Doug, A 'zero degree angle of attack' is established by each airfoil's lift, drag and moment data. Some airfoils generate lift at zero degrees. usually those with camber. also some wings have more than one airfoil. The whole airplane surface generates lift and drag which also varies with AOA and yaw ... And also varies but little when we use the tail to balance for different CGs... And a little for deployed flaps and gear. Usually not much. And does not vary with weight, airspeed, Gs, etc. I mark my AOA vane at it's stall angle,and when makings turns onto final avoid coming within five degrees. A best-L/D mark is useful for climb regardless of weight, etc. FWIW.
Terrence N211AL 235/320 Waco AristoCraft O'Neill W O'Neill Magnum & V8 Pickup Mitchell Wing/O'2 EZ Riser Dragonfly
Qual in Porterfield, Cub, Ercoupe, Aeronca, SM Cessnas SNJ 3,4,5,6c, SNB, P2V5&5F,
Sent from my iPad
Question for all the aerodynamicists out there.
If a plane is flying, its wing must be generating lift. Does a wing generate lift at a zero degree angle of attack?
I thought that there must be some positive angle of attack in level flight. Am I wrong about this?
And if I am right, shouldn't the angle of attack be set to some small positive number?

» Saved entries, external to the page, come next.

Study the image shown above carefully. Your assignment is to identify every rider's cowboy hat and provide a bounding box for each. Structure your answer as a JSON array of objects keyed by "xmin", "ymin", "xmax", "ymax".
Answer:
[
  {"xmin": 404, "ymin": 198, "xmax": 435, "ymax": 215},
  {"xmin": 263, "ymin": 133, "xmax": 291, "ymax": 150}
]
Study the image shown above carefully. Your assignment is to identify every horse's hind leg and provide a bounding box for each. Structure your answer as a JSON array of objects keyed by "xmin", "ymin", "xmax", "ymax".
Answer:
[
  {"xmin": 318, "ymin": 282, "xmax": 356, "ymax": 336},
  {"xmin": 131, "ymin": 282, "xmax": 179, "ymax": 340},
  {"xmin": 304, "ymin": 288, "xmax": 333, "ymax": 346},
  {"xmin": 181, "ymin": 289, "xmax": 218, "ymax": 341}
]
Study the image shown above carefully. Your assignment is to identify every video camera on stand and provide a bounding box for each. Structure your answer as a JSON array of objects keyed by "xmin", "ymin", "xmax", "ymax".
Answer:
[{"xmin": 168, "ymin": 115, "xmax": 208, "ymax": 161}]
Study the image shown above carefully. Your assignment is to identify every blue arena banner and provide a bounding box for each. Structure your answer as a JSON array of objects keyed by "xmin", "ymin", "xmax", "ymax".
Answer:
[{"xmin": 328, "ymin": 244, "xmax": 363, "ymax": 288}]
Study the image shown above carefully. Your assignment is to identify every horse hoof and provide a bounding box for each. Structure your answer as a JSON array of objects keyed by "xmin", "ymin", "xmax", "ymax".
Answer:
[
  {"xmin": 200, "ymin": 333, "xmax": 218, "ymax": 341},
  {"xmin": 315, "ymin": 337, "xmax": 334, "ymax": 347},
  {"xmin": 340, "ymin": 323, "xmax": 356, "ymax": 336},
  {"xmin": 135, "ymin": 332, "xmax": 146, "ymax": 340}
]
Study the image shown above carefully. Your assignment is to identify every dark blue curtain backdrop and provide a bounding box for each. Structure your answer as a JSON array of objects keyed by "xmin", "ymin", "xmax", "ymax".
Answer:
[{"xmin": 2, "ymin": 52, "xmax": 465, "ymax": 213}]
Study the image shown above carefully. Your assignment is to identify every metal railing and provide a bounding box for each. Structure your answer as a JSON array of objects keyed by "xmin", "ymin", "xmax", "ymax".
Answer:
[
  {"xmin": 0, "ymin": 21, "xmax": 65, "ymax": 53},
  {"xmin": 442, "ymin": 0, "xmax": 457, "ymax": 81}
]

-----Original Message-----
From: Sky2high@aol.com
Sent: Feb 7, 2014 9:46 AM
To: lml@lancaironline.net
Subject: [LML] Re: Angle of attack
Tom,
Interesting. The wing has wash out so different parts of the wing are
at slightly different AOAs (think propagation of stall). The design has
the longeron at zero degrees at cruise, flaps at reflex (think chord line from
leading edge to flap TE). Even average angle of incidence doesn't work
because of wing/flap design. Why not use zero, 1 or 2?